Wczoraj rano jak odpalałem roverka po kilkudniowym postoju, to: zapalił, pochodził może 2 sekundy, zgasł i nie dał się już więcej zapalić. Tzn rozrusznik kręcił, ale silnik w ogóle nie miał ochoty zaskoczyć, aż w końcu padł akumulator.
Przestudiowałem wczoraj forum i zaplanowałem na dziś dochodzenie, niestety od rana tak lało, że wymieniłem tylko akumulator na nowy (i tak już mu się należało), sprawdziłem że dalej nie pali i się poddałem, to jest zadzwoniłem po assistance...
Przyjechał ratownik, wysłuchał relacji, stwierdził zalanie, wziął kluczyki i tak długo piłował rozrusznikiem aż silnik zapalił. Kręcił z dobrą minutę (do głowy by mi nie przyszło żeby być tak upartym, jak mi nie odpalał po 10s to odpuszczałem). Przez chwilę dymił na biało, ale w końcu się uspokoił i jeździ jak zwykle.

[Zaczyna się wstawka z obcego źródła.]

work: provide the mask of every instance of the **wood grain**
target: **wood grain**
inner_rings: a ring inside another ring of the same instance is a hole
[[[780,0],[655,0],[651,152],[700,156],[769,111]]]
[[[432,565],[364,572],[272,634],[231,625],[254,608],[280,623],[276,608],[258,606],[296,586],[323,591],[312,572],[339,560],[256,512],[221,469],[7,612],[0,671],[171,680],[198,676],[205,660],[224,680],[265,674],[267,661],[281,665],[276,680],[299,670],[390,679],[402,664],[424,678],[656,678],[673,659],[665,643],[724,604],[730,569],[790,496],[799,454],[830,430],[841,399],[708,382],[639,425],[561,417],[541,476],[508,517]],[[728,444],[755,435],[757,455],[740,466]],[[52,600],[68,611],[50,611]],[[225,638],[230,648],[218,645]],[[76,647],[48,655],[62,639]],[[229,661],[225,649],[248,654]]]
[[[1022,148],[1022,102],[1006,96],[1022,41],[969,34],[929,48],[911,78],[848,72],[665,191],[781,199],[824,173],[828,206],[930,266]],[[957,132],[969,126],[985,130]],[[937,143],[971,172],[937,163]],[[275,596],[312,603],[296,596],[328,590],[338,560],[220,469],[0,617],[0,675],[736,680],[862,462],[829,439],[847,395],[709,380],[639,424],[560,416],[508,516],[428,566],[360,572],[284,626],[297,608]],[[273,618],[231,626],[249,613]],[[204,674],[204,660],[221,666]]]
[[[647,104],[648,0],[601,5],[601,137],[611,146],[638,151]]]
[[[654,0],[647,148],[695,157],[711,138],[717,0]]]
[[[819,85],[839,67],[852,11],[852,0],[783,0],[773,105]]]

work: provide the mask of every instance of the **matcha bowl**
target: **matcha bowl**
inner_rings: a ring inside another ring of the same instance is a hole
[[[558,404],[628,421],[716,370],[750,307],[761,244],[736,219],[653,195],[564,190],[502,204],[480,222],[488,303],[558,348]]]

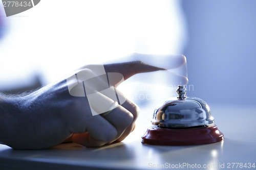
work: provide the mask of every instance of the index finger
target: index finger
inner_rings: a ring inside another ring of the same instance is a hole
[[[141,61],[104,65],[106,73],[119,72],[123,75],[124,80],[139,73],[165,70],[165,68],[147,64]]]

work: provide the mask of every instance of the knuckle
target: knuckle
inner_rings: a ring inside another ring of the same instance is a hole
[[[106,133],[102,133],[101,140],[105,141],[112,140],[117,136],[117,130],[114,127],[109,129]]]

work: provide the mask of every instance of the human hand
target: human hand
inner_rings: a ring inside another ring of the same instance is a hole
[[[91,72],[87,67],[80,70]],[[122,74],[124,80],[138,73],[164,69],[141,62],[107,64],[104,68],[106,73]],[[111,101],[104,95],[99,97]],[[133,129],[139,112],[138,107],[126,99],[105,116],[93,116],[88,98],[70,95],[66,79],[6,101],[8,109],[4,114],[8,121],[0,122],[4,137],[0,141],[17,149],[49,148],[72,135],[74,142],[87,147],[119,141]]]

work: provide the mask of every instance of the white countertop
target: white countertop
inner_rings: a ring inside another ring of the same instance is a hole
[[[256,166],[256,107],[210,106],[215,124],[224,134],[224,141],[182,147],[142,144],[141,137],[153,116],[153,108],[148,106],[141,108],[135,130],[123,142],[110,145],[87,148],[69,143],[49,150],[14,150],[0,144],[0,169],[150,169],[161,166],[226,169],[228,165],[231,169],[256,169],[248,167],[249,163]],[[245,163],[247,168],[240,167]]]

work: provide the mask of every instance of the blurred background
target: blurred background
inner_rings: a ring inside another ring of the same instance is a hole
[[[188,96],[210,105],[254,105],[255,7],[253,0],[44,0],[6,17],[1,4],[0,91],[37,88],[81,66],[135,52],[184,54]],[[138,79],[121,87],[137,103],[149,103],[147,93],[168,92],[137,86]]]

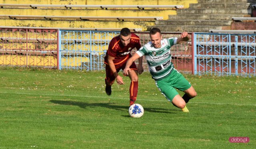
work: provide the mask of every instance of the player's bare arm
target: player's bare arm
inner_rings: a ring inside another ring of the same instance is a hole
[[[186,31],[184,31],[181,33],[180,37],[177,39],[177,43],[181,43],[187,41],[190,38],[190,36]]]
[[[141,74],[144,71],[144,69],[142,66],[142,60],[143,57],[141,57],[139,58],[139,64],[137,66],[138,73],[139,74]]]
[[[116,77],[116,82],[118,84],[124,84],[124,82],[123,81],[123,78],[121,76],[118,75],[118,73],[116,71],[116,67],[113,61],[115,59],[114,57],[112,57],[108,55],[108,62],[109,67],[111,69],[111,71],[113,72],[114,76]]]
[[[131,71],[131,69],[130,68],[130,66],[132,64],[134,61],[136,61],[136,59],[139,59],[140,57],[140,57],[138,54],[137,54],[137,53],[135,53],[131,57],[130,57],[127,62],[126,62],[126,65],[125,66],[125,68],[124,69],[124,74],[126,75],[128,75],[129,74],[129,72]]]

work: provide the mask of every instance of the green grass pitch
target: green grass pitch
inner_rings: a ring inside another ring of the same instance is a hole
[[[144,72],[136,103],[145,112],[135,118],[127,77],[108,96],[104,72],[0,67],[0,148],[255,148],[255,78],[184,76],[198,93],[190,112]]]

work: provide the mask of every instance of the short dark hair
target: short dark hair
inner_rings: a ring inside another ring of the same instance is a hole
[[[158,32],[160,33],[160,35],[162,34],[160,29],[157,27],[153,27],[149,31],[149,35],[155,35]]]
[[[127,27],[123,28],[120,31],[120,35],[126,37],[131,34],[131,31]]]

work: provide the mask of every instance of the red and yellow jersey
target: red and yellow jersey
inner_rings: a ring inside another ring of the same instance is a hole
[[[134,48],[138,50],[141,47],[140,37],[133,33],[131,33],[130,42],[127,46],[124,46],[120,40],[118,35],[113,38],[110,41],[105,57],[105,64],[108,64],[108,55],[115,57],[113,61],[115,64],[126,61],[131,57],[130,52]]]

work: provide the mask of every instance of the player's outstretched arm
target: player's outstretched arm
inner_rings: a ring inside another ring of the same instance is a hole
[[[141,57],[139,58],[139,64],[138,65],[138,73],[139,74],[140,74],[143,71],[144,71],[144,69],[142,66],[142,61],[143,60],[143,57]]]
[[[108,55],[108,65],[109,65],[109,67],[110,67],[110,69],[113,72],[114,76],[116,77],[117,84],[124,84],[124,82],[123,81],[123,78],[121,76],[118,75],[118,73],[117,73],[117,72],[116,71],[116,67],[115,66],[115,65],[113,61],[114,59],[115,59],[115,57]]]
[[[139,58],[140,57],[138,54],[135,53],[126,62],[125,68],[123,70],[124,74],[126,75],[128,75],[129,74],[129,72],[131,71],[131,69],[130,68],[130,66],[132,64],[132,63],[134,61]]]
[[[180,37],[177,39],[177,43],[181,43],[187,41],[190,38],[190,36],[186,31],[183,31],[181,33]]]

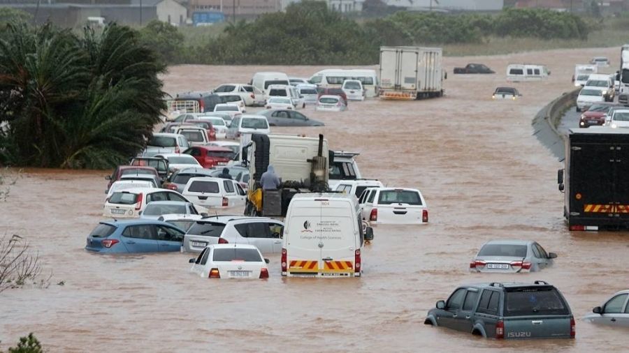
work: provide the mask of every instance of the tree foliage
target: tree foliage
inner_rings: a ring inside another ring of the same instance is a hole
[[[129,27],[78,36],[10,24],[0,37],[0,163],[108,168],[125,160],[159,121],[164,68]]]

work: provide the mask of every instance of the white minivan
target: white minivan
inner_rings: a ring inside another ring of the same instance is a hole
[[[284,220],[282,276],[359,277],[361,250],[373,239],[363,232],[356,197],[338,193],[295,195]]]

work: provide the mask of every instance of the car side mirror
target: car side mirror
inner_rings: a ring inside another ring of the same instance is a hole
[[[373,240],[373,228],[371,227],[367,227],[367,229],[365,230],[365,240],[370,241]]]

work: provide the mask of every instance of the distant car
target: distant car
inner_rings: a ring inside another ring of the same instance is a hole
[[[171,174],[168,179],[164,181],[163,186],[168,190],[182,193],[190,178],[211,176],[212,172],[212,170],[200,167],[181,169]]]
[[[515,100],[522,95],[513,87],[498,87],[491,95],[491,99],[511,99]]]
[[[233,151],[226,147],[218,146],[196,146],[184,151],[185,155],[189,155],[196,160],[204,168],[212,168],[222,163],[226,164],[233,158]]]
[[[103,216],[115,218],[137,218],[154,201],[189,201],[172,190],[158,188],[132,188],[116,191],[105,202]]]
[[[592,309],[592,314],[584,317],[593,324],[629,328],[629,290],[614,294],[605,303]]]
[[[186,151],[188,151],[189,149],[188,149]],[[196,159],[194,158],[194,157],[185,153],[156,154],[155,157],[168,160],[168,169],[171,172],[183,168],[201,166],[201,164],[199,164],[199,163],[196,160]]]
[[[289,97],[269,97],[264,105],[266,109],[288,109],[295,110],[295,104]]]
[[[605,115],[614,107],[614,103],[601,102],[593,103],[579,119],[579,127],[587,128],[593,126],[602,126],[605,123]]]
[[[316,108],[318,112],[343,112],[346,109],[347,106],[344,103],[343,98],[338,96],[319,96]]]
[[[496,73],[483,63],[468,63],[464,68],[454,68],[454,73]]]
[[[154,201],[146,205],[140,218],[159,219],[165,214],[199,214],[191,202],[182,201]]]
[[[282,109],[268,110],[258,112],[260,115],[266,117],[268,124],[271,126],[324,126],[322,122],[312,119],[305,115]]]
[[[341,89],[345,92],[347,99],[352,100],[364,100],[365,89],[363,84],[358,80],[345,80]]]
[[[252,245],[212,245],[189,262],[190,271],[204,278],[268,278],[268,260]]]
[[[535,241],[492,240],[485,243],[470,263],[472,272],[537,272],[553,265],[554,253]]]
[[[555,287],[534,283],[478,283],[458,287],[437,302],[424,324],[497,339],[574,338],[570,307]]]
[[[85,250],[109,254],[176,252],[181,249],[184,233],[159,220],[103,221],[87,236]]]
[[[179,153],[190,147],[185,136],[173,133],[154,133],[146,143],[143,157],[152,157],[159,153]]]
[[[198,253],[212,244],[255,246],[262,253],[282,251],[284,223],[266,217],[219,215],[205,217],[188,230],[183,251]]]
[[[609,59],[606,57],[594,57],[590,61],[590,63],[593,63],[598,66],[609,66]]]
[[[370,224],[428,223],[428,205],[419,190],[378,188],[373,190],[373,195],[361,205],[363,219]]]
[[[577,96],[577,111],[587,110],[594,103],[605,101],[602,91],[596,87],[586,86],[581,89]]]

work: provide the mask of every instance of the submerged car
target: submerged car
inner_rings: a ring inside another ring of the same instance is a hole
[[[504,338],[574,338],[574,317],[565,299],[543,280],[462,285],[428,311],[426,324]]]
[[[472,272],[535,272],[553,265],[554,253],[547,253],[535,241],[492,240],[483,245],[470,262]]]
[[[160,220],[103,221],[87,236],[85,250],[101,253],[180,251],[185,232]]]

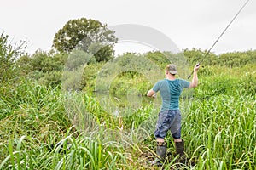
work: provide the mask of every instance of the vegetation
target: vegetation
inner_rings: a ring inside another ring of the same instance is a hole
[[[144,96],[168,61],[186,60],[202,67],[199,87],[181,99],[188,162],[179,167],[256,168],[256,51],[128,53],[97,62],[79,49],[30,56],[1,38],[0,169],[158,169],[147,162],[160,99]],[[175,169],[166,139],[163,169]]]
[[[71,52],[79,48],[94,54],[97,61],[106,61],[110,60],[117,42],[113,33],[98,20],[71,20],[55,34],[53,47],[60,52]]]

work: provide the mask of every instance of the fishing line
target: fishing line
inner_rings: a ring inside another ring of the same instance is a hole
[[[214,42],[214,43],[212,45],[212,47],[208,49],[207,53],[205,54],[204,57],[206,57],[207,54],[209,54],[209,53],[211,52],[212,48],[215,46],[215,44],[218,42],[218,41],[220,39],[220,37],[224,34],[224,32],[227,31],[227,29],[230,27],[230,26],[232,24],[232,22],[235,20],[235,19],[238,16],[238,14],[241,13],[241,11],[243,9],[243,8],[247,4],[247,3],[250,0],[247,0],[243,5],[242,7],[239,9],[239,11],[236,13],[236,14],[234,16],[234,18],[231,20],[231,21],[229,23],[229,25],[226,26],[226,28],[222,31],[222,33],[219,35],[219,37],[217,38],[217,40]],[[196,64],[196,65],[200,65],[201,62],[198,62]],[[190,76],[192,76],[194,72],[194,70],[192,71],[192,72],[190,73],[190,75],[188,76],[188,79],[190,78]]]

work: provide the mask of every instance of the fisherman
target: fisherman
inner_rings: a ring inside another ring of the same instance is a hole
[[[151,163],[161,165],[165,162],[166,154],[166,142],[165,137],[168,130],[171,131],[174,139],[176,154],[183,156],[184,143],[181,139],[181,112],[179,110],[179,96],[183,88],[195,88],[198,83],[197,71],[200,65],[194,67],[193,78],[191,82],[176,78],[177,74],[175,65],[168,65],[166,68],[166,78],[158,81],[147,96],[154,98],[160,91],[162,98],[162,106],[158,116],[155,127],[154,137],[156,139],[156,158]]]

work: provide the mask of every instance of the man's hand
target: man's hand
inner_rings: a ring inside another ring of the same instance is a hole
[[[197,63],[194,67],[194,71],[197,71],[200,68],[200,63]]]
[[[153,94],[151,97],[155,99],[156,98],[156,94]]]

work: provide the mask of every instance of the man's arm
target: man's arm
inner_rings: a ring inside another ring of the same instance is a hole
[[[200,65],[197,64],[195,67],[194,67],[194,72],[193,72],[193,78],[192,78],[192,82],[189,84],[189,88],[195,88],[198,84],[198,77],[197,77],[197,71],[200,68]]]
[[[153,89],[150,89],[148,94],[147,94],[147,96],[148,97],[154,97],[155,96],[155,92],[153,90]]]

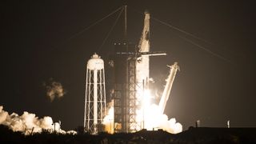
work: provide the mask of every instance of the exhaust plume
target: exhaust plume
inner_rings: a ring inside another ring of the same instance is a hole
[[[50,82],[43,83],[46,88],[46,96],[53,102],[55,98],[62,98],[66,94],[62,85],[60,82],[55,82],[53,78],[50,79]]]
[[[38,118],[34,114],[30,114],[26,111],[19,116],[16,113],[12,113],[9,115],[8,112],[3,110],[3,106],[0,106],[0,125],[7,126],[13,131],[20,131],[27,134],[33,133],[41,133],[42,130],[49,132],[56,132],[66,134],[60,127],[60,123],[53,122],[53,119],[46,116],[42,118]],[[66,133],[75,134],[76,132],[71,130]]]

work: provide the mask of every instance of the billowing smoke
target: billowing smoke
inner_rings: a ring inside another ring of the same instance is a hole
[[[53,102],[55,98],[62,98],[66,94],[62,85],[60,82],[55,82],[53,78],[50,79],[47,83],[43,83],[46,88],[46,95],[50,98],[50,102]]]
[[[34,114],[26,111],[24,111],[21,116],[16,113],[10,115],[8,112],[3,110],[2,106],[0,106],[0,125],[7,126],[13,131],[20,131],[25,134],[41,133],[43,130],[49,132],[66,133],[61,129],[60,123],[54,123],[53,119],[49,116],[38,118]],[[75,134],[74,131],[67,133]]]

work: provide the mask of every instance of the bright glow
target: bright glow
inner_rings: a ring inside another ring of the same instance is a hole
[[[114,133],[114,106],[109,109],[107,115],[103,118],[105,130],[110,134]]]
[[[176,122],[175,118],[168,118],[168,116],[161,113],[158,105],[152,102],[152,97],[150,90],[138,92],[142,106],[137,110],[136,121],[141,123],[137,126],[137,130],[146,129],[148,130],[156,130],[162,129],[169,133],[177,134],[182,131],[182,126]],[[109,109],[108,114],[103,119],[105,130],[108,133],[114,133],[114,107]]]
[[[162,129],[172,134],[182,131],[182,126],[176,122],[175,118],[168,119],[168,116],[161,113],[158,105],[151,102],[152,96],[149,90],[144,90],[142,109],[138,110],[138,120],[142,122],[142,128],[148,130]]]

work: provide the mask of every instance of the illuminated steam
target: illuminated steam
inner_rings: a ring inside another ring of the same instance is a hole
[[[24,111],[21,116],[15,113],[9,115],[8,112],[3,110],[2,106],[0,106],[0,125],[7,126],[13,131],[20,131],[25,134],[41,133],[42,130],[49,132],[66,133],[61,129],[60,123],[54,123],[53,119],[49,116],[38,118],[34,114],[26,111]],[[73,130],[67,133],[75,134]]]
[[[49,83],[44,83],[44,86],[46,88],[46,95],[53,102],[55,98],[62,98],[66,94],[62,85],[60,82],[53,81],[52,78],[50,79]]]
[[[158,105],[154,104],[150,90],[146,90],[142,99],[142,106],[137,110],[136,121],[142,123],[142,127],[138,127],[137,130],[142,128],[148,130],[156,130],[162,129],[171,134],[178,134],[182,131],[182,125],[176,122],[175,118],[168,118],[168,116],[162,114]],[[103,119],[105,130],[113,134],[115,124],[114,123],[114,103],[111,102],[107,115]]]

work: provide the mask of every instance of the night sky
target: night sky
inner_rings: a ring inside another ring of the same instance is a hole
[[[130,42],[138,43],[145,10],[207,41],[151,18],[150,50],[168,54],[150,58],[150,76],[158,93],[169,74],[166,65],[178,62],[181,68],[165,111],[169,118],[175,118],[184,130],[198,119],[202,126],[226,126],[227,120],[231,127],[256,126],[253,1],[2,1],[0,105],[4,110],[50,116],[61,120],[64,130],[82,126],[86,62],[96,51],[110,72],[109,54],[113,42],[122,39],[122,19],[102,47],[118,12],[76,34],[124,4]],[[50,78],[66,90],[53,102],[43,86]]]

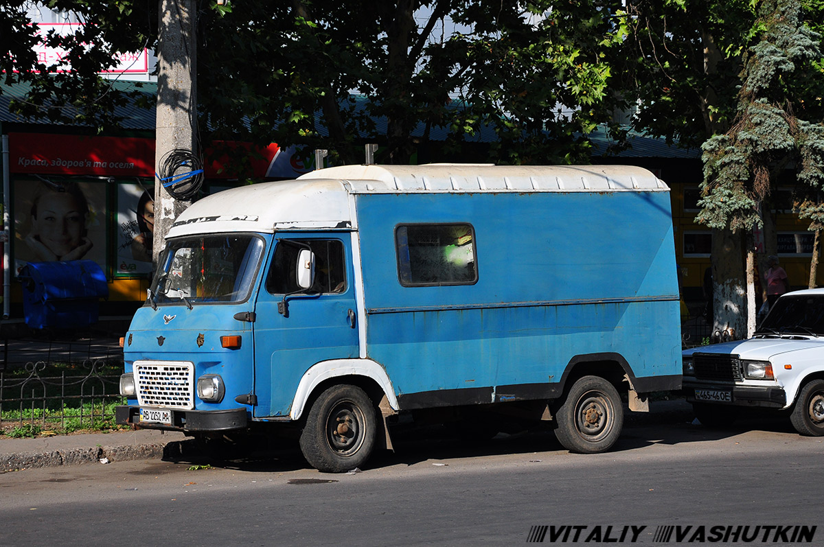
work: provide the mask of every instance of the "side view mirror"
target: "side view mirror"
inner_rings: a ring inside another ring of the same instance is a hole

I teraz pytanie: czy takie zalanie silnika / świec(?) może nastąpić samoistnie (wg mechanika całkiem powszechne w R), czy coś się zaczyna? Przed tym zdarzeniem nie było żadnych objawów. Chociaż jak sobie przypominam, to:
Przedostatnim razem (tzn ostatnim przed awarią) odpaliłem zimny silnik na parę sekund, zgasiłem i już więcej nie jeździłem przez kilka dni - czy to może mieć znaczenie?
Czy może wczorajszy pośpiech - niewykluczone że za szybko przekręciłem kluczyk i np immobiliser się nie zdążył rozbroić (o ile coś takiego jest możliwe)?
Sorry, trochę to długie wyszło, ale starałem się opisać sytuację w miarę dokładnie. Będę wdzięczny za sugestie: już się zaczynać martwić czy po prostu zignorować?
SPAMU¦
Wysłany: Wto Maj 27, 2008 15:28 Post o charakterze reklamowym. Każde Twoje kliknięcie zwiększa nasze szanse przeżycia ;)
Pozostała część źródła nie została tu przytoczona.